By default, this searches for any categories containing your search term: eg, Tudor will also find Tudors, Tudor History, etc. Check the 'exact' box to restrict searching to categories exactly matching your search. All searches are case-insensitive.

This is a search for tags/categories assigned to blog posts by their authors. The terminology used for post tags varies across different blog platforms, but WordPress tags and categories, Blogspot labels, and Tumblr tags are all included.

This search feature has a number of purposes:

1. to give site users improved access to the content EMC has been aggregating since August 2012, so they can look for bloggers posting on topics they're interested in, explore what's happening in the early modern blogosphere, and so on.

2. to facilitate and encourage the proactive use of post categories/tags by groups of bloggers with shared interests.
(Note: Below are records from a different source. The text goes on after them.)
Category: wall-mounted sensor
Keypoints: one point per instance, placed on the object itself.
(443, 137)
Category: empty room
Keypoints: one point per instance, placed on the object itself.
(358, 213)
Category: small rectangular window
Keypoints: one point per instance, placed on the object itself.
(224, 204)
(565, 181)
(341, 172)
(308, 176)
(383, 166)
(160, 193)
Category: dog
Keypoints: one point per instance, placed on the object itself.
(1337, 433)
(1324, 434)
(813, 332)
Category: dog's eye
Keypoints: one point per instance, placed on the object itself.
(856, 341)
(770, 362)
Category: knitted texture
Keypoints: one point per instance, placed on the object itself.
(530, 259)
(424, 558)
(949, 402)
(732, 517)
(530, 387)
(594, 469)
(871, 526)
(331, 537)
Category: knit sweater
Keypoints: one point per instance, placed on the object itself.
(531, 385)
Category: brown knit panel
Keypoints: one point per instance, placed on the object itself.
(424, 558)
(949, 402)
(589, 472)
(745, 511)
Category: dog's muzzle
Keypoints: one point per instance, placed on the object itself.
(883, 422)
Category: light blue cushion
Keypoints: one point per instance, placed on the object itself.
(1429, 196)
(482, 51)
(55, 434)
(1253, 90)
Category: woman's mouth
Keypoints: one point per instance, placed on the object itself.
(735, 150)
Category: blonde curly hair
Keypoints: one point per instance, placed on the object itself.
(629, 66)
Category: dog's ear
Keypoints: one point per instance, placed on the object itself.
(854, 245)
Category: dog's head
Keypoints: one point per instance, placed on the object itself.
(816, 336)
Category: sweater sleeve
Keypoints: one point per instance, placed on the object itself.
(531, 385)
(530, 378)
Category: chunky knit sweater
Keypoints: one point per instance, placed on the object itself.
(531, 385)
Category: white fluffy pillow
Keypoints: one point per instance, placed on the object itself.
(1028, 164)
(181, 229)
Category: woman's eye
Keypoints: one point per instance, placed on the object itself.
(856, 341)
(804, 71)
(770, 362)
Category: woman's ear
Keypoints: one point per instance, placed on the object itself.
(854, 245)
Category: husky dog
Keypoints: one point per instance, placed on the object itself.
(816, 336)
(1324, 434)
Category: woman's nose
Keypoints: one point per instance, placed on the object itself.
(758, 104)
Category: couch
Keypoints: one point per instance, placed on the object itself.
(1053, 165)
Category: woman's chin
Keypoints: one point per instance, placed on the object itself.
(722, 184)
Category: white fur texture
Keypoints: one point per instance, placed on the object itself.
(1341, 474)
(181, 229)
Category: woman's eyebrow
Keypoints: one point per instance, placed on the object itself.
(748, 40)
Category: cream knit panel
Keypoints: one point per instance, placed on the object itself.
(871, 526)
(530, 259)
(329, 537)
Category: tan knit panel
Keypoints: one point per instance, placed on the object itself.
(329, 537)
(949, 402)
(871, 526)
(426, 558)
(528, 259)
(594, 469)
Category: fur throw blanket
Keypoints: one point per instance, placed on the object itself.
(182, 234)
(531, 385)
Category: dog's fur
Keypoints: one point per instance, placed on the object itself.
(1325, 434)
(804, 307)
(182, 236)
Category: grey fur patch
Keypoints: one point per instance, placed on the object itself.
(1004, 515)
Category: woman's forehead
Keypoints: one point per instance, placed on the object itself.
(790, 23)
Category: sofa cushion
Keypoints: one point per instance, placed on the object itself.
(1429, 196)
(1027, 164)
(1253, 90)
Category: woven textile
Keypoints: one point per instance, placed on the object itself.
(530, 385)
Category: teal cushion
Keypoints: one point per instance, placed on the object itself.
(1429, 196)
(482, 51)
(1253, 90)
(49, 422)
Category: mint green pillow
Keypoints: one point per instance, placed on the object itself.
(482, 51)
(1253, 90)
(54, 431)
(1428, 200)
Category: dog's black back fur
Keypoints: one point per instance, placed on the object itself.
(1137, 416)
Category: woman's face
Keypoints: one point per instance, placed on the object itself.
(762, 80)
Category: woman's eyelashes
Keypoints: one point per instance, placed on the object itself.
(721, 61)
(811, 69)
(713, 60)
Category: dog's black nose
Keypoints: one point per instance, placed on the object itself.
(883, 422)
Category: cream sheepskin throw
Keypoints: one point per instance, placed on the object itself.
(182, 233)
All searches can be bookmarked for reference, making it possible to create useful resources of blogging about specific news, topics, conferences, etc, in a similar fashion to Twitter hashtags. Bloggers could agree on a shared tag for posts, or an event organiser could announce one in advance, as is often done with Twitter hashtags.

Caveats and Work in Progress

This does not search post content, and it will not find any informal keywords/hashtags within the body of posts.

If EMC doesn't find any <category> tags for a post in the RSS feed it is classified as uncategorized. These and any <category> 'uncategorized' from the feed are omitted from search results. (It should always be borne in mind that some bloggers never use any kind of category or tag at all.)

This will not be a 'real time' search, although EMC updates content every few hours so it's never very far behind events.

The search is at present quite basic and limited. I plan to add a number of more sophisticated features in the future including the ability to filter by blog tags and by dates. I may also introduce RSS feeds for search queries at some point.

Constructing Search Query URLs

If you'd like to use an event tag, it's possible to work out in advance what the URL will be, without needing to visit EMC and run the search manually (though you might be advised to check it works!). But you'll need to use URL encoding as appropriate for any spaces or punctuation in the tag (so it might be a good idea to avoid them).

This is the basic structure:

http://emc.historycarnival.org/searchcat?s={search term or phrase}

For example, the URL for a simple search for categories containing London:

http://emc.historycarnival.org/searchcat?s=london

The URL for a search for the exact category Gunpowder Plot:

http://emc.historycarnival.org/searchcat?s=Gunpowder%20Plot&exact=on

In this more complex URL, %20 is the URL encoding for a space between words and &exact=on adds the exact category requirement.

I'll do my best to ensure that the basic URL construction (searchcat?s=...) is stable and persistent as long as the site is around.